As for Mazur, “This year ahead is not about perfect, shiny finishes,” she stresses. “In fact, it’s quite the opposite. Warm matte black—including in kitchens—continues its popularity, beautiful polished concrete that exudes texture and warmth is notable, and great coloured metals are being seen in an abundance of applications. You’ll be seeing a lot of colours this coming year that are inspired by metallics.”
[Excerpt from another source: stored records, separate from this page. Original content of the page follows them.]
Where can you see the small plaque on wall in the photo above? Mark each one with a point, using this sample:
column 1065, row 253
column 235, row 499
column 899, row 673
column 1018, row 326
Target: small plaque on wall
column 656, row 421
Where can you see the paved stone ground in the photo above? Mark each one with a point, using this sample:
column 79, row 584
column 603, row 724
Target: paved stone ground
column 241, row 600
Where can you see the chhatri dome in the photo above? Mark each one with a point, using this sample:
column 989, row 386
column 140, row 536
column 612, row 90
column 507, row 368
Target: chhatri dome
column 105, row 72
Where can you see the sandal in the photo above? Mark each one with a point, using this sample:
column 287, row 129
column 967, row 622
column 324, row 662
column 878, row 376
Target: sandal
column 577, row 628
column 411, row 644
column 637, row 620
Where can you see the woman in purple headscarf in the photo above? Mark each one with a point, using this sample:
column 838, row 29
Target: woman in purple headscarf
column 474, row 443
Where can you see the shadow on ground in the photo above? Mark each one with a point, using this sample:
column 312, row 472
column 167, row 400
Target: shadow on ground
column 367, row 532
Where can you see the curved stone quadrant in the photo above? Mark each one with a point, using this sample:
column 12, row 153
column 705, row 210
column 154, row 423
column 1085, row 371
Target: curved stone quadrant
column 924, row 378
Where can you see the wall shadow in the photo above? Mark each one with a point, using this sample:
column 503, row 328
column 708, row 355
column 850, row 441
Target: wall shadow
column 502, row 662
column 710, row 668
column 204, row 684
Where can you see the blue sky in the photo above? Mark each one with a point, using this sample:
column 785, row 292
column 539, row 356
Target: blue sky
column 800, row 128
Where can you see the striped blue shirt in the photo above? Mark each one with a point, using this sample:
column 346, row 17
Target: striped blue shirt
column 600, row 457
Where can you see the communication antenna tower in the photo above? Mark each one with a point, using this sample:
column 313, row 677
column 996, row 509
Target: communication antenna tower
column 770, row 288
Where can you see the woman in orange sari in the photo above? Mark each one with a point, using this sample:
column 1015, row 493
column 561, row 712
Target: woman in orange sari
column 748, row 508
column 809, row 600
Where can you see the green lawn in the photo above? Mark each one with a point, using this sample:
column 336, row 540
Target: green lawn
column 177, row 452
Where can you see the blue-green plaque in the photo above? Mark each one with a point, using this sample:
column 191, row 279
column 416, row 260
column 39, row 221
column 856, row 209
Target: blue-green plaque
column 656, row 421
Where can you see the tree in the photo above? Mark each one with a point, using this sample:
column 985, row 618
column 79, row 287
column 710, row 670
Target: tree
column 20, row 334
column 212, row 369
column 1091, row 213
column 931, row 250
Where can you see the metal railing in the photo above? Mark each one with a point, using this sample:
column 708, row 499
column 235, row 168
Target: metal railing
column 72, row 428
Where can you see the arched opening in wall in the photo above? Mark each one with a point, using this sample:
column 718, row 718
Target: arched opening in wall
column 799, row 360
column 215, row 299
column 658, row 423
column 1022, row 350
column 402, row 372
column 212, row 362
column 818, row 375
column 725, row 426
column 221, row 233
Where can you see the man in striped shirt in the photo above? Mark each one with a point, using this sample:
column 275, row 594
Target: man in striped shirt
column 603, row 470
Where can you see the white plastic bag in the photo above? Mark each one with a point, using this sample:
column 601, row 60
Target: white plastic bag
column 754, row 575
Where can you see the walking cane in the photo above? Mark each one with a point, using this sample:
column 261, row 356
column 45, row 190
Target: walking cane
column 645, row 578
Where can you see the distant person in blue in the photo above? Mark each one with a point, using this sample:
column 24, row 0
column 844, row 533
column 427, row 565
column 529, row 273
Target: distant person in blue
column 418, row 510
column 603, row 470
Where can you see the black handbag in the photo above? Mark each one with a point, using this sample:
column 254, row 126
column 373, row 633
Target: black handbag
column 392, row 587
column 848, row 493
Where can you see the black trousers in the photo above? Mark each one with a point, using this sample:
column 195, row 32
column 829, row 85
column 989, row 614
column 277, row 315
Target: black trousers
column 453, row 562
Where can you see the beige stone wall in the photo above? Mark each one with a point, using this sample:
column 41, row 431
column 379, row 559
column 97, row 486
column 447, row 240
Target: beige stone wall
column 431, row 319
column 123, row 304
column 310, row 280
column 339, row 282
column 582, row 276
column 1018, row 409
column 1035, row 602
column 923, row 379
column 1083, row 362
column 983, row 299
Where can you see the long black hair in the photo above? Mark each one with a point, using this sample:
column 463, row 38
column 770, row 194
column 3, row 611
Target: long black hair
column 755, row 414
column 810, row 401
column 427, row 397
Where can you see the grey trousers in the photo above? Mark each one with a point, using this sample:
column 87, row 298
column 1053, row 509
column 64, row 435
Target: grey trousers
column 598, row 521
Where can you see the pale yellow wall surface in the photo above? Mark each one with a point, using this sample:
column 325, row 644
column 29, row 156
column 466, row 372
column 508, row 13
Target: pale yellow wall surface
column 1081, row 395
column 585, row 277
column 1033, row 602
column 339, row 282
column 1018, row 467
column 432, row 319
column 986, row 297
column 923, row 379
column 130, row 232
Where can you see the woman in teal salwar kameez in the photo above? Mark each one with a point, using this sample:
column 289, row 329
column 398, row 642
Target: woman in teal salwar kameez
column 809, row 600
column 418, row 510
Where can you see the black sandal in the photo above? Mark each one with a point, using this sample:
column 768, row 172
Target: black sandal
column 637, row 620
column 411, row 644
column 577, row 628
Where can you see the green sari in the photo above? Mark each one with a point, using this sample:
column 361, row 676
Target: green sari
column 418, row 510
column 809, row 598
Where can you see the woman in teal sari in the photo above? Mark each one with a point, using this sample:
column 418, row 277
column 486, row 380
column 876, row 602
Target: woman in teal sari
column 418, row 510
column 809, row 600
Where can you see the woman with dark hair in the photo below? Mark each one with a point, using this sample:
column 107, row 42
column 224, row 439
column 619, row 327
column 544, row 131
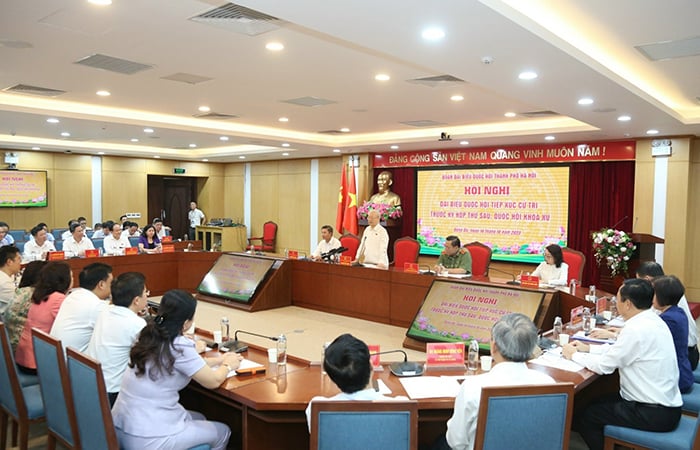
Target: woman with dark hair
column 553, row 271
column 149, row 242
column 16, row 312
column 147, row 414
column 55, row 279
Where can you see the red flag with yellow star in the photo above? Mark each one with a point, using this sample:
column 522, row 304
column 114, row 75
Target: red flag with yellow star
column 350, row 219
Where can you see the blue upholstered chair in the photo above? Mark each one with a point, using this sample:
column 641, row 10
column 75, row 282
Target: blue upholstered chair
column 22, row 404
column 532, row 416
column 389, row 425
column 55, row 390
column 684, row 437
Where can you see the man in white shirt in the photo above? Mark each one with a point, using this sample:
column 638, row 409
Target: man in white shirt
column 77, row 243
column 196, row 218
column 118, row 327
column 328, row 243
column 115, row 242
column 78, row 313
column 645, row 358
column 39, row 246
column 374, row 244
column 513, row 339
column 10, row 266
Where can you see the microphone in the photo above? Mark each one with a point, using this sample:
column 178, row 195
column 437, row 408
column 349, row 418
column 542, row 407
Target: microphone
column 405, row 368
column 240, row 347
column 512, row 282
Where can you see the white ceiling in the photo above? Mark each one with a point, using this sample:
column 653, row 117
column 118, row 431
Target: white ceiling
column 332, row 51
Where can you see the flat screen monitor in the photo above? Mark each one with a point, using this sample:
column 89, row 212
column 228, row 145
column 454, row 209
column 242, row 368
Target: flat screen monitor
column 459, row 312
column 235, row 277
column 23, row 189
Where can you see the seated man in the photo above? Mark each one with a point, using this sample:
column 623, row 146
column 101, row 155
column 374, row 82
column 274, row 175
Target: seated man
column 328, row 243
column 513, row 339
column 454, row 259
column 644, row 356
column 117, row 328
column 76, row 318
column 346, row 361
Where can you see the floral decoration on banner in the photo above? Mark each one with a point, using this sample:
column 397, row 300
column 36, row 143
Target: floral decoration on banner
column 385, row 211
column 615, row 248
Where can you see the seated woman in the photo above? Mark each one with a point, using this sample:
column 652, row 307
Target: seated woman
column 553, row 271
column 55, row 279
column 149, row 241
column 147, row 414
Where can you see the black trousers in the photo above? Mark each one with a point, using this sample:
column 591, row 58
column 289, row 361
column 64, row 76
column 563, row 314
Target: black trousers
column 613, row 410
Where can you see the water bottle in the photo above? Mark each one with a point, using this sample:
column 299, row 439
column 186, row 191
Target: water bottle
column 282, row 350
column 586, row 321
column 473, row 355
column 557, row 328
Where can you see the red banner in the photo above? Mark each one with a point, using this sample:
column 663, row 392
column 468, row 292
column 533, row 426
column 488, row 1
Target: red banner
column 534, row 153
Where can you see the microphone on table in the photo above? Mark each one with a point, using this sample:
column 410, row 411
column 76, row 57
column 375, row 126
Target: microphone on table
column 405, row 368
column 513, row 281
column 240, row 347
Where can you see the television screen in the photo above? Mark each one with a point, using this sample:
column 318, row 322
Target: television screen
column 517, row 211
column 235, row 277
column 23, row 189
column 459, row 312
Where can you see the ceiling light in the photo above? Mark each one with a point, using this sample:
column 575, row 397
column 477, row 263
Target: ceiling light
column 274, row 46
column 527, row 75
column 433, row 34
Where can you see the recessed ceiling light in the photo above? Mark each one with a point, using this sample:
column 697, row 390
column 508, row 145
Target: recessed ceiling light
column 433, row 34
column 527, row 75
column 274, row 46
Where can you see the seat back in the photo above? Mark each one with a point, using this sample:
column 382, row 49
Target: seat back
column 405, row 250
column 481, row 258
column 351, row 242
column 92, row 411
column 389, row 425
column 576, row 261
column 55, row 388
column 533, row 416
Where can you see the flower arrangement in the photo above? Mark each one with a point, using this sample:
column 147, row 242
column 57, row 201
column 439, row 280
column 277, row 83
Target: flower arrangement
column 615, row 247
column 385, row 211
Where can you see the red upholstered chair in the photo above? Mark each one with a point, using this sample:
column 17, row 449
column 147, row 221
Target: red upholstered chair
column 405, row 250
column 267, row 240
column 576, row 261
column 481, row 258
column 351, row 242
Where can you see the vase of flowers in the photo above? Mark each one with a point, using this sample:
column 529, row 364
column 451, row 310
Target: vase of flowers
column 614, row 248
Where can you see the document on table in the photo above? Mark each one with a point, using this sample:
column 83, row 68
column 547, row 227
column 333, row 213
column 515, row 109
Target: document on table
column 430, row 387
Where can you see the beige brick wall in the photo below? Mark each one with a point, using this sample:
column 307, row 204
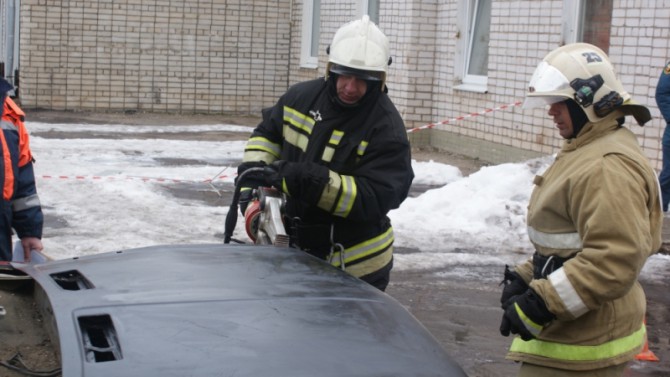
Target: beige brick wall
column 167, row 56
column 239, row 56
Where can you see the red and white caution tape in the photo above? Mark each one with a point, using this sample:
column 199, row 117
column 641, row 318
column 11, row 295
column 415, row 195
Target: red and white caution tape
column 140, row 178
column 471, row 115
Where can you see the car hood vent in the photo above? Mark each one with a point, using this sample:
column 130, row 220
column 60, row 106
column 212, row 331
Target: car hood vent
column 99, row 339
column 71, row 280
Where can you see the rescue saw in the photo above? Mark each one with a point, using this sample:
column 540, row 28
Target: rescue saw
column 263, row 216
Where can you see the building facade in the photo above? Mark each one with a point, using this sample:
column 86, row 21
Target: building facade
column 460, row 67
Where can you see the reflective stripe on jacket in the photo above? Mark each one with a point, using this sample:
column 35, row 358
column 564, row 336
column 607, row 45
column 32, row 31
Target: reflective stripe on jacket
column 367, row 153
column 598, row 206
column 663, row 93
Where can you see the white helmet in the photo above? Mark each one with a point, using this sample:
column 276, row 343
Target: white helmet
column 582, row 72
column 360, row 49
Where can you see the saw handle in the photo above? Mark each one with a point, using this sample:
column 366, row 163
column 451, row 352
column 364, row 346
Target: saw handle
column 231, row 217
Lockhart concurs. “We’re going to see a lot more gold in antique matte finishes. Pinks mixed with gold will reflect a more feminine side in decor. Rose is back in a big way and we’re seeing the ’80s returning with matte gold finishes instead of polished brass. Sparkle will still have its place, but mixed metal tones will be everywhere. My personal colour prediction is that we’ll see a deep, indigo blue become a new neutral. You can add lots of colour and metallic accessories to this denim-like blue, and it’s easy to live with.”
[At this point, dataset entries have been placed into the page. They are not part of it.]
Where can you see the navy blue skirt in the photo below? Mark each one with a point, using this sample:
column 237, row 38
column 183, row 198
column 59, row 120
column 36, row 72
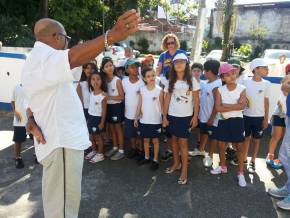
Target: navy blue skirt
column 150, row 130
column 115, row 113
column 93, row 125
column 179, row 126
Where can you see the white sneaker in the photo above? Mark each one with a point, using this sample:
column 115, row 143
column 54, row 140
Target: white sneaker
column 196, row 152
column 90, row 155
column 207, row 161
column 97, row 158
column 242, row 180
column 219, row 170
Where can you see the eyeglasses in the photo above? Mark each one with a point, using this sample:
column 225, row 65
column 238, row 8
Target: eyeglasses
column 68, row 38
column 170, row 43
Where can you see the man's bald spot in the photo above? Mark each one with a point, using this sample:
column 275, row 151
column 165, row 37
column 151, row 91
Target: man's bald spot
column 46, row 27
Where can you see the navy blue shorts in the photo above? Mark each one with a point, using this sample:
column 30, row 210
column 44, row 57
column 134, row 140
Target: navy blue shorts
column 231, row 130
column 278, row 121
column 179, row 126
column 253, row 127
column 129, row 129
column 115, row 113
column 150, row 130
column 93, row 123
column 19, row 135
column 211, row 131
column 86, row 113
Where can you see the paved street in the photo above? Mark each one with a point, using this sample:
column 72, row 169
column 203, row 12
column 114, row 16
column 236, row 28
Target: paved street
column 122, row 189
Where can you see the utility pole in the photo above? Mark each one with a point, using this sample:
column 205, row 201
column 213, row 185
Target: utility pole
column 199, row 31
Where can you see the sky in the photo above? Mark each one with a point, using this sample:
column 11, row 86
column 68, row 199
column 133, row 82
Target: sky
column 210, row 3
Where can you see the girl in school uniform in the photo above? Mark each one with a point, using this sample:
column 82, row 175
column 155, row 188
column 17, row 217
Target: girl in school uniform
column 83, row 89
column 230, row 102
column 97, row 116
column 150, row 101
column 115, row 109
column 180, row 116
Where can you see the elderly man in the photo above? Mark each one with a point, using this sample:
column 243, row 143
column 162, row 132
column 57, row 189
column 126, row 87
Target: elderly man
column 56, row 117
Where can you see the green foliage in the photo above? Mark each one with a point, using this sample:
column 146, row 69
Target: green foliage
column 143, row 45
column 183, row 45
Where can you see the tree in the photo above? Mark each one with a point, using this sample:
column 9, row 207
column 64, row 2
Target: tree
column 227, row 28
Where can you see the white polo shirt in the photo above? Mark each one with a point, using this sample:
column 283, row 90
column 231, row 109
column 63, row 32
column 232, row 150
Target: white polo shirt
column 48, row 84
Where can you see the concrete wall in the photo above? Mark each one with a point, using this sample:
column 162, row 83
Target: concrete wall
column 155, row 38
column 275, row 19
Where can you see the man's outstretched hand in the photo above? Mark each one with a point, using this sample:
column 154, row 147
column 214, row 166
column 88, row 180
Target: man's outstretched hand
column 127, row 24
column 34, row 129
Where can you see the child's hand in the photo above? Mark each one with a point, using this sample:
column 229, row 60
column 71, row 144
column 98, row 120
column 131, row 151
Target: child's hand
column 194, row 122
column 165, row 122
column 101, row 126
column 265, row 124
column 136, row 123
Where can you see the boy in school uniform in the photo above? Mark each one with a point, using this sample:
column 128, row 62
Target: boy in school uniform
column 256, row 114
column 131, row 86
column 19, row 106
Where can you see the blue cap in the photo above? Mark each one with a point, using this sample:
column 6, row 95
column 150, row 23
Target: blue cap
column 132, row 61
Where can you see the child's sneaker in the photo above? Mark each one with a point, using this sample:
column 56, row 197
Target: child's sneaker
column 19, row 163
column 111, row 152
column 90, row 155
column 97, row 158
column 252, row 168
column 118, row 156
column 241, row 180
column 207, row 161
column 219, row 170
column 278, row 192
column 154, row 165
column 285, row 203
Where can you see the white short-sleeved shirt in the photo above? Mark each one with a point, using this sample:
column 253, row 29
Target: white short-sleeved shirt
column 48, row 84
column 151, row 108
column 113, row 90
column 95, row 107
column 181, row 102
column 131, row 96
column 85, row 93
column 256, row 93
column 207, row 100
column 281, row 111
column 231, row 97
column 20, row 102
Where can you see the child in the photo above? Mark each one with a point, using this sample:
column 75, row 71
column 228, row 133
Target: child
column 278, row 127
column 19, row 106
column 207, row 112
column 256, row 114
column 97, row 116
column 150, row 103
column 132, row 85
column 83, row 89
column 179, row 116
column 230, row 102
column 197, row 70
column 115, row 109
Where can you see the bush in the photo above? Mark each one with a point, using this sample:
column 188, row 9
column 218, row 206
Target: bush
column 183, row 45
column 143, row 45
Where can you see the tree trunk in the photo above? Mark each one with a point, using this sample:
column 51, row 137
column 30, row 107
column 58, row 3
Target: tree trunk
column 227, row 29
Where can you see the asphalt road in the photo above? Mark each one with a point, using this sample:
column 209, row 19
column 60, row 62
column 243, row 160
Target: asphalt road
column 123, row 189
Sherwin-Williams’ Wadden echoes the sentiment. “While the typical models of faux finishing have been trending down over the last several years, we do see continued interest in metallic finishes,” Wadden says. “More important, it seems that consumers are looking for high-end paint products that deliver technology and innovation. For instance, our Paint Shield product is a revolutionary coating (that actually has the power to kill infectious bacteria). Another product that I love is our Snap Dry, a quick-dry, high-quality paint recommended for front doors (see sidebar).
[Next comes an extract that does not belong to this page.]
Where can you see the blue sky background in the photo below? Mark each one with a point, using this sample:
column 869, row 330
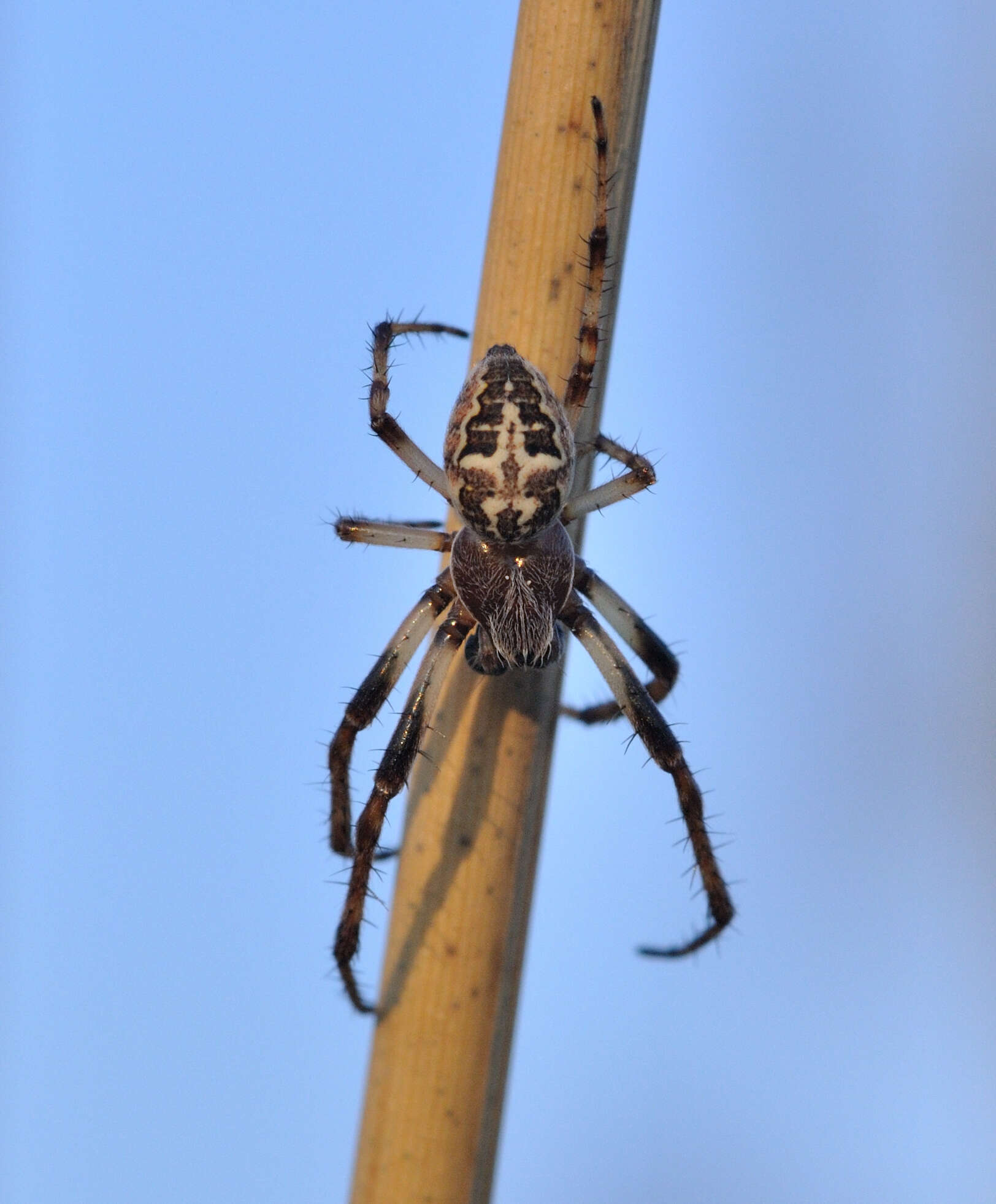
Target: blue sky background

Mazur agrees that colour isn’t everything for buyers. “People are generally looking for a durable paint that is washable, able to withstand sticky fingers and the hardships of day-to-day living. As a designer, I prefer matte finishes for the paints I use, as I find it can absorb light beautifully without causing any reflectiveness. Environmental concerns and sustainability also continue their importance, with people seeking out VOC-free or low-VOC paints in their homes.”
Predicting the Future
If you’re trying to guess where colour preferences are going to go, but lack an international team of experts, just look to the economy, suggests Lockhart. “It is a great predictor of both style and colour,” she says. “It comes from people’s perception of their own economic condition. Are they feeling wealthy or not? Depending on that collective perception, spending increases to support that positive attitude, often through purchasing home and decor items. Colour is an aspect of that. But it’s also affected by a consumer’s age. As millennials continue to have more influence in the market, we’ll see more colour because they embrace it, while older generations generally prefer a more relaxed, muted palette. We’re seeing younger baby boomers looking to stay relevant and hip and they want the freedom to have colour in their homes, and are no longer worried about what will help sell a home.”
And what’s with those crazy paint names? “That task usually falls on the marketing teams who are trying to create an image for a colour,” Lockhart explains. “Like ‘Picket Fence.’ It’s one of the main reasons people buy certain paint colours—because it conjures up the image they want to identify with.”
Which means Canadians probably won’t be seeing a Benjamin-Moore Trump Orange anytime soon.